Shannon McNamara, now the family support program director at the River Center, took Harris’s classes before she taught them herself.
“Bonnie’s classes were really a place where I could go, and be with other people who were struggling in the same ways or similar ways as I was,” McNamara said. “It really became a community space. We’re all in this together and we love our children.”
For Harris, it was this sort of response that made the work worth it.
“My work is in helping parents do the best job they can with their children,” she said. “Helping them do what they want to do in their heart of hearts with their children, and become more and more aware of all the other forces getting in the way of doing that.”
“She just hasn’t stopped,” said McNamara. “Once she started on this path, she hasn’t stopped.”
According to McNamara and Nelson, Harris’s approach to parenting and her outlook on guiding parents through the process was game-changing, and ahead of its time.
“I remember talking to her about how, when she started doing it, she just realized that nobody was doing this,” Nelson said. “Nobody was talking about parenting classes.”
“In terms of being connected with your child, and understanding them as a human instead of just enforcing law – that’s not something you see a lot,” said McNamara. “It’s really amazing that she’s done this with her life and that she’s affected so many of us younger people in the field.”
While Harris did this work, she also wrote books. Her first was published in 2003, titled “When Your Kids Push Your Buttons and What You Can Do About It,” and her second was in 2008, titled “Confident Parents, Remarkable Kids: 8 Principles for Raising Kids You’ll Love to Live With.” Over this time, her organization grew and morphed, combining the Parent Guidance Center with Families and Communities Together in the 2002 and becoming the Family Center of Greater Peterborough, before joining with the River Center in 2010 to make the organization that exists today.
Harris continued to do the work that mattered most to her on an even larger scale, as she was asked to talks internationally and counsel a wide range of people. She has found new and fresh ways to engage with her audience, from writing a blog to starting a podcast, called “Tell Me About Your Kids.”
And she is far from giving up the work now, as she intends to keep up her counseling via Zoom. She also will be going to Tennessee to be with her daughter when she has her baby.
“She loves working with the parents and doing what she does,” Nelson said. “She has stuck with it all these years, and really made sure that the parents and families continued to be served through this organization into the future.”
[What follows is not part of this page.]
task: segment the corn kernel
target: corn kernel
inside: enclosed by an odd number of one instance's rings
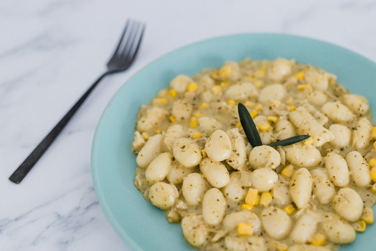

Harris compared the River Center to having a baby. She “gave birth” to the organization, guided it through merging and growing and expanding and watched it take on a life of its own.
“It has grown to be very independent of me, and I’m extremely proud of it,” she said. “It’s in very, very capable hands. It has flown the nest, quite a long time ago.”
She intends to stay in touch with the River Center, something McNamara said she is grateful for.
“I adore her, I look up to her, and I hope to do many, many more things with her,” she said. “She’s put her whole life and her whole heart into this, and all of us. She really believes in us as parents, and so I think I really appreciate that and I appreciate her.”
“I’ll never tire of it,” Harris said. “I absolutely love working with parents, and my mission, I always say, is changing the world one family at a time.”